Menurut Edwin, saat ini BPJS Ketenagakerjaan tengah fokus mengoptimalkan daya cakup kepesertaan terhadap pekerja sektor informal. Ia mengakui dalam rangkah merambah pekerja sektor informal, memiliki tantangan tersendiri sehingga BPJS Ketenagakerjaan akan melakukan sejumlah pendekatan berbeda dibandingkan dengan pekerja formal.
"Nah salah satu program yang (sudah) kita launching itu adalah namanya Sertakan (Sejahterakan Pekerja Sekitar Anda)," kata Edwin di Finance Hall, Graha CIMB Niaga, Jakarta, Kamis (25/7/2024).
Ia mencontohkan, masing-masing dari kita dapat mengikutsertakan pekerja-pekerja informal seperti profesi asisten rumah tangga hingga supir ke dalam program BPJS Ketenagakerjaan. Ia berujar pekerja-pekerja di rumah tangga tidak terlepas dari sejumlah risiko yang mengintai.
"Jadi daripada ditanggung sendiri resikonya lebih baik ikut program BPJS Ketenagakerjaan sehingga yang menanggung resikonya adalah kami," tuturnya.
Lalu Direktur Investasi BPJS Ketenagakerjaan itu berujar, pihaknya secara serius memperhatikan soal tanggungjawab terhadap peserta. Ia mengatakan alih-alih memprioritaskan return, investasi yang dilakukan BPJS Ketenagakerjaan mengedepankan kepastian untuk membayarkan kewajiban apabila terdapat momen jatuh tempo.
"Nah tentunya di dalam konteks itu baru kita berusaha mengoptimalkan return dari investasi kita," sambungnya.
Kemudian ia membeberkan, BPJS Ketenagakerjaan memiliki ketersediaan dana yang sangat memadai. Bahkan ia mengklaim tabungan deposito BPJS Ketenagakerjaan setidaknya sudah cukup untuk mengcover klaim asuransi hingga dua tahun ke depan.
Baca Juga
BPJS Ketenagakerjaan Sabet Penghargaan Investortrust Best Insurance 2024
"Jadi saya kira para peserta tidak perlu khawatir bahwa kalau ada claim pasti kita akan bisa bayar," tandasnya.
Sementara itu fokus BPJS Ketenagakerjaan untuk menyisir pekerja sektor informal bukan tanpa alasan.

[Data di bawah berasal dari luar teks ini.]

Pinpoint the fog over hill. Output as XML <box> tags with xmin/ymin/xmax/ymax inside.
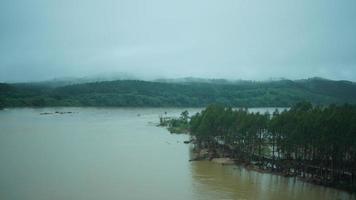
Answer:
<box><xmin>0</xmin><ymin>78</ymin><xmax>356</xmax><ymax>107</ymax></box>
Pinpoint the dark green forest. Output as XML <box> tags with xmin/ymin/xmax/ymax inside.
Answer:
<box><xmin>161</xmin><ymin>102</ymin><xmax>356</xmax><ymax>191</ymax></box>
<box><xmin>0</xmin><ymin>78</ymin><xmax>356</xmax><ymax>107</ymax></box>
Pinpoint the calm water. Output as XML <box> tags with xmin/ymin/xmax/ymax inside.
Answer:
<box><xmin>0</xmin><ymin>108</ymin><xmax>355</xmax><ymax>200</ymax></box>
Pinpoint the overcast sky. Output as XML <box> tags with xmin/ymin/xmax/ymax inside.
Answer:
<box><xmin>0</xmin><ymin>0</ymin><xmax>356</xmax><ymax>82</ymax></box>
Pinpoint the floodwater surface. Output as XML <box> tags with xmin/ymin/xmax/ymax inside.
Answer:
<box><xmin>0</xmin><ymin>108</ymin><xmax>355</xmax><ymax>200</ymax></box>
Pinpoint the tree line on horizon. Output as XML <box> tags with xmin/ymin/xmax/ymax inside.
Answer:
<box><xmin>0</xmin><ymin>79</ymin><xmax>356</xmax><ymax>107</ymax></box>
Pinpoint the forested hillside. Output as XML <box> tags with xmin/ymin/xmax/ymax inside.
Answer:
<box><xmin>0</xmin><ymin>78</ymin><xmax>356</xmax><ymax>107</ymax></box>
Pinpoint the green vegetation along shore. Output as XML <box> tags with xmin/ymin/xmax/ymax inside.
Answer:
<box><xmin>0</xmin><ymin>78</ymin><xmax>356</xmax><ymax>107</ymax></box>
<box><xmin>161</xmin><ymin>102</ymin><xmax>356</xmax><ymax>192</ymax></box>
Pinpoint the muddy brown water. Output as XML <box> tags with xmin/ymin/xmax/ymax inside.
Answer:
<box><xmin>0</xmin><ymin>108</ymin><xmax>355</xmax><ymax>200</ymax></box>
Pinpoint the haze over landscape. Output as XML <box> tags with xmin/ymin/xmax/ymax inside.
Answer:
<box><xmin>0</xmin><ymin>0</ymin><xmax>356</xmax><ymax>200</ymax></box>
<box><xmin>0</xmin><ymin>0</ymin><xmax>356</xmax><ymax>82</ymax></box>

Edwin mengungkap mayoritas pekerja di Indonesia justru bekerja di sektor informal, ini yang kemudian menjadi sorotan tersendiri bagi BPJS Ketenagakerjaan.

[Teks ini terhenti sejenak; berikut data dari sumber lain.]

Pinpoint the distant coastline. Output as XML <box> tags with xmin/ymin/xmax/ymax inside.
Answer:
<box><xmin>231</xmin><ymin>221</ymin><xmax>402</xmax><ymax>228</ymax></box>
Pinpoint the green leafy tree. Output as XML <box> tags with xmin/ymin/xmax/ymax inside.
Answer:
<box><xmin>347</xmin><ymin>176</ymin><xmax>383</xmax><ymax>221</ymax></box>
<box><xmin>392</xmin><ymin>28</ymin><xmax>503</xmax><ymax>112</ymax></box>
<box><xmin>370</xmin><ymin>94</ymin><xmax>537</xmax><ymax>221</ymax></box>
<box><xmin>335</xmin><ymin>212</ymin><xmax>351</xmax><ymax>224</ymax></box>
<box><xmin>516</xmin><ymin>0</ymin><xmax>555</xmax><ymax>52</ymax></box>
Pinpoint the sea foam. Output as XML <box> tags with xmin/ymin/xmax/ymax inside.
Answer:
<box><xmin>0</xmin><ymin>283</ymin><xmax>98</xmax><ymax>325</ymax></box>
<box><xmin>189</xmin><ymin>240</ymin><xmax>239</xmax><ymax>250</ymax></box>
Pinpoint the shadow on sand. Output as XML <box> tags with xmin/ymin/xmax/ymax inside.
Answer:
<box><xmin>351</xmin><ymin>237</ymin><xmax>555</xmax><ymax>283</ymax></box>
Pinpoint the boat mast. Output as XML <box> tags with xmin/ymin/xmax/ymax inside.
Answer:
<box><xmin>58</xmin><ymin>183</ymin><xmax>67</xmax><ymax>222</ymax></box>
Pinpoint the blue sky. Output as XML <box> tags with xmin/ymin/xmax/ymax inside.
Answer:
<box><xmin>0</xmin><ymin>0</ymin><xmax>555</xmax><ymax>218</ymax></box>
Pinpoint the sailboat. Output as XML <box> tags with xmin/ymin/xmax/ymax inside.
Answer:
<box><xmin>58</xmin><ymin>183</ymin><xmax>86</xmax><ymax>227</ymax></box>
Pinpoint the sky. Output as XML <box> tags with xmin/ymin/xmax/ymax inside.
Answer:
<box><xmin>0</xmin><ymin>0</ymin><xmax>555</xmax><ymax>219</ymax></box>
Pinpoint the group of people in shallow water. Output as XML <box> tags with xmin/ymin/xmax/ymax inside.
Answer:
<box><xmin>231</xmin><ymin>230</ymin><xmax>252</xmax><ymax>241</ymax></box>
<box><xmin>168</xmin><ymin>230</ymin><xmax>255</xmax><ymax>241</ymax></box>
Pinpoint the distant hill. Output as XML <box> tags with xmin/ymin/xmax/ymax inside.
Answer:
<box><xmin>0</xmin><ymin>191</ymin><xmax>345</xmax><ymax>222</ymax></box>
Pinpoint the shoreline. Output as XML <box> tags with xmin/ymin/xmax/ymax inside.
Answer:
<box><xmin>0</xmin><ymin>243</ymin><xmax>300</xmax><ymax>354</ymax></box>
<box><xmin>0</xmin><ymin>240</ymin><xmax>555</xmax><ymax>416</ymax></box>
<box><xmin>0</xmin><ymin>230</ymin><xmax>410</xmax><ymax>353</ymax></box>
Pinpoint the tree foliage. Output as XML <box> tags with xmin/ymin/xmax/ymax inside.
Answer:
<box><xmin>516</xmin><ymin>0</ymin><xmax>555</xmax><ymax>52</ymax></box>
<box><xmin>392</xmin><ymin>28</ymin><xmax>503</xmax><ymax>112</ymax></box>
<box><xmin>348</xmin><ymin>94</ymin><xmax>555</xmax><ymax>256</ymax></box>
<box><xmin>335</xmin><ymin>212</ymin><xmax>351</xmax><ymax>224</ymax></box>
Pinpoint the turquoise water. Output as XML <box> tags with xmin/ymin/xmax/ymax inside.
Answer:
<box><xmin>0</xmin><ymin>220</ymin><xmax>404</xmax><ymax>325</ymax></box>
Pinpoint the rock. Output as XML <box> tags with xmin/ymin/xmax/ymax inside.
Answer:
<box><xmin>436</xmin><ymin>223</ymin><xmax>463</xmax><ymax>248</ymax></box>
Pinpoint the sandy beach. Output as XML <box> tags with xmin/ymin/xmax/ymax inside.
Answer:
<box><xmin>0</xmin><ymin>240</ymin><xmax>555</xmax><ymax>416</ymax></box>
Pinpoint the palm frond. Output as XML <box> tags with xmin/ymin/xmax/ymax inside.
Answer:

Di satu sisi, menurut Edwin saat ini BPJS Ketenagakerjaan telah meng-cover setidaknya 90% pekerja di sektor formal. Tingginya angka tersebut diakuinya turut dibantu oleh para pemberi kerja atau perusahaan.
"Tapi kalau untuk bekerja informal nah itu adalah masih PR yang besar bagi kita untuk meningkatkan kepesertaan, karena seperti kita ketahui memang sebagian besar pekerja di Indonesia itu bekerja di sektor informal," jelasnya.

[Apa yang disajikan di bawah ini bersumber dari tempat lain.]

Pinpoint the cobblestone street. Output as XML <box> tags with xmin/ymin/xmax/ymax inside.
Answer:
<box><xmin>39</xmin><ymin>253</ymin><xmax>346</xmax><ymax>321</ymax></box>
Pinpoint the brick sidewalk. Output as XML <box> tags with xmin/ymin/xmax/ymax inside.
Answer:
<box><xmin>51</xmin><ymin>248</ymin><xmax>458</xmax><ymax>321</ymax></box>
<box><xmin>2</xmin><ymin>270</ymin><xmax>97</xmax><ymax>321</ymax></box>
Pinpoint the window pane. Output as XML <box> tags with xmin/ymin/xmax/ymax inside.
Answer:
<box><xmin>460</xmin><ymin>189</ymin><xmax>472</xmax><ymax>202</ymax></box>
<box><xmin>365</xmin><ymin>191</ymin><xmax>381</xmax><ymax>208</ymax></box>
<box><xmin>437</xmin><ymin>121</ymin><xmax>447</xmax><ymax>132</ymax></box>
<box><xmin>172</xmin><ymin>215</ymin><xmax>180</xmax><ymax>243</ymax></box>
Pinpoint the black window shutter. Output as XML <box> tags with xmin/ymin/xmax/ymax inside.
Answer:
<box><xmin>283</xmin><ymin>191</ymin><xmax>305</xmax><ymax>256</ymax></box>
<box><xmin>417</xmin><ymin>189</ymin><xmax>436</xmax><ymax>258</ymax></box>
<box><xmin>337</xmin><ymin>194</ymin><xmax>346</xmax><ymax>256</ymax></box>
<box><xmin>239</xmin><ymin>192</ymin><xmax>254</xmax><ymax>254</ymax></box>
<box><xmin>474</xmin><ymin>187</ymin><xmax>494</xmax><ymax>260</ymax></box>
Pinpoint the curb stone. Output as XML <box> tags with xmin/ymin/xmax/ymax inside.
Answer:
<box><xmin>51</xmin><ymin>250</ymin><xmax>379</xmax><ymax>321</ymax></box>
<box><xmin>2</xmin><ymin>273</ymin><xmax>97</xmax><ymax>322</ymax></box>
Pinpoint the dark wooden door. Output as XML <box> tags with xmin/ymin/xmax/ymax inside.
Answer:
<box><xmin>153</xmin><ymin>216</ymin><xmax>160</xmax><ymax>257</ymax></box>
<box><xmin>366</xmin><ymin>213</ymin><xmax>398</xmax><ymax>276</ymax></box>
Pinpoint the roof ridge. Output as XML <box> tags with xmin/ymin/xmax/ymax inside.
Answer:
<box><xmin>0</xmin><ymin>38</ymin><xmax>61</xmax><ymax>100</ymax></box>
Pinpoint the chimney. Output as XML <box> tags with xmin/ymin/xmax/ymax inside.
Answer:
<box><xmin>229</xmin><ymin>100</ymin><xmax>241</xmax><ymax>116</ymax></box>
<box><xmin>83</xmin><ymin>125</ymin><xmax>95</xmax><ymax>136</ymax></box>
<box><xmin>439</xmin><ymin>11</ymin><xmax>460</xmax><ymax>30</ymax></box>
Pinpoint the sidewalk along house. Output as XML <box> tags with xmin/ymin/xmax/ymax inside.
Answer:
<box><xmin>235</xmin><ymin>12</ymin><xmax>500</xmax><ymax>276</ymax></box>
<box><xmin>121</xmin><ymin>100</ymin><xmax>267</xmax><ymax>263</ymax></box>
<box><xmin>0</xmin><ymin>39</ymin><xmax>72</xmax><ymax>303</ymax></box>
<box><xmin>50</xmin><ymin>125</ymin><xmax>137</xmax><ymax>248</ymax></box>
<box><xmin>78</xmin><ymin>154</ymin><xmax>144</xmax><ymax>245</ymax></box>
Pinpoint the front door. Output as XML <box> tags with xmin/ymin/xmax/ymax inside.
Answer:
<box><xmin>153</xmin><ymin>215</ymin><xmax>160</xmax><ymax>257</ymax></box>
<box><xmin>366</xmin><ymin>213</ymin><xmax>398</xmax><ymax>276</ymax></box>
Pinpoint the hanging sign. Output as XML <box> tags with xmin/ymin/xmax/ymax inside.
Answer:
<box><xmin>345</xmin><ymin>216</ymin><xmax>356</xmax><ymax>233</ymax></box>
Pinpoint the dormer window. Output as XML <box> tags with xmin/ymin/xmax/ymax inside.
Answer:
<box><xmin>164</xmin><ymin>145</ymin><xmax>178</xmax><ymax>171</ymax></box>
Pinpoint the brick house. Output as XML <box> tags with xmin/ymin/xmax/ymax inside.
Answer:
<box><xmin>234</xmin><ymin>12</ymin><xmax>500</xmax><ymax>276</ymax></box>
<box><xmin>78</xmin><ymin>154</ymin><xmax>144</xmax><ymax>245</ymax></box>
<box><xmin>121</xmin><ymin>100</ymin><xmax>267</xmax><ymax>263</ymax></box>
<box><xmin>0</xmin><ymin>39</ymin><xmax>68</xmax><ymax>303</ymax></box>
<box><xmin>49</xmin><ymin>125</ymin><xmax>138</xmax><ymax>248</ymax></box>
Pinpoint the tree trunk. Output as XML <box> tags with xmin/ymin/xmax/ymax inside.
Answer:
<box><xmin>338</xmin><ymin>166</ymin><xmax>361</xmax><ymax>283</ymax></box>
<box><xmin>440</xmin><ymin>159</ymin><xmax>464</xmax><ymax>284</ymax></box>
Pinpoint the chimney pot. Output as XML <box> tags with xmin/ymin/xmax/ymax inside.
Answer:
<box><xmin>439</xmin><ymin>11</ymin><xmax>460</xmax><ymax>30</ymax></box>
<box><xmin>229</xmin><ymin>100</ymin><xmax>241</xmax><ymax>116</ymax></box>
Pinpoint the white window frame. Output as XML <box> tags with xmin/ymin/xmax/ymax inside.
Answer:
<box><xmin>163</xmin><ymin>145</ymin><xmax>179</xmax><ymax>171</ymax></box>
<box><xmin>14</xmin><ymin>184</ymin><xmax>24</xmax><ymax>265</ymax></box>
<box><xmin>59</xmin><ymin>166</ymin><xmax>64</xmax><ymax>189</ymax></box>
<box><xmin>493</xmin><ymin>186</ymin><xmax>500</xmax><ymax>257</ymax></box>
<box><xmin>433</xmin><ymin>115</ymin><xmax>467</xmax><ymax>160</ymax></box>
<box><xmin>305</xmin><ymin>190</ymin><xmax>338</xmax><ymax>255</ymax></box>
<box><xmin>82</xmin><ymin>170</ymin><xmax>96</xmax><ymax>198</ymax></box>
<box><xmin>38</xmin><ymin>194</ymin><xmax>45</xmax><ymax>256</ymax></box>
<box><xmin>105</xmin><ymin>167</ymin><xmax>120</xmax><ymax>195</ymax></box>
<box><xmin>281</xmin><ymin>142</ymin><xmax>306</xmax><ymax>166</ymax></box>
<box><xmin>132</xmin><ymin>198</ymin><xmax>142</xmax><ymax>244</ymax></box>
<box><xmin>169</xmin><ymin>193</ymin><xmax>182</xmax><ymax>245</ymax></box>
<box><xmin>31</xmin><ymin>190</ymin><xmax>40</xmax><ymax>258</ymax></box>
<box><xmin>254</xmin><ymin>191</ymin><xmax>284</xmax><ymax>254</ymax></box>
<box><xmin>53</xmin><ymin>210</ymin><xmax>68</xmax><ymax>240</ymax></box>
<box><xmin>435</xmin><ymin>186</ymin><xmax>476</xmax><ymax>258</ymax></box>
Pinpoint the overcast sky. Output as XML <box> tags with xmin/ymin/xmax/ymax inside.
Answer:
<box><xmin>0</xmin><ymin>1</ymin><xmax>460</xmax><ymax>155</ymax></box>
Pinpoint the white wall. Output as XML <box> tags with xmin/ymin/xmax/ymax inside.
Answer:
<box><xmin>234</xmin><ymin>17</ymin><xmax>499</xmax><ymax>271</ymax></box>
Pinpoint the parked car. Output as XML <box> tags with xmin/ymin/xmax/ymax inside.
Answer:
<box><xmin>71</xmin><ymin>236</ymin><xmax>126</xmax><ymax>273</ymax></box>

Diberitakan BPJS Ketenagakerjaan berhasil menyambet penghargaan dalam Investortrust Best Insurance 2024. Adapun BPJS Ketenagakerjaan mendapatkan penghargaan khusus untuk nominasi Largest Investment Return in Five Years for Social Insurances.
"Ya, kita tentunya berterima kasih kepada Investortrust atas award ini, dan juga award ini adalah suatu bentuk apresiasi atas hasil kerja kami semua di BPJS Ketenagakerjaan," kata Edwin.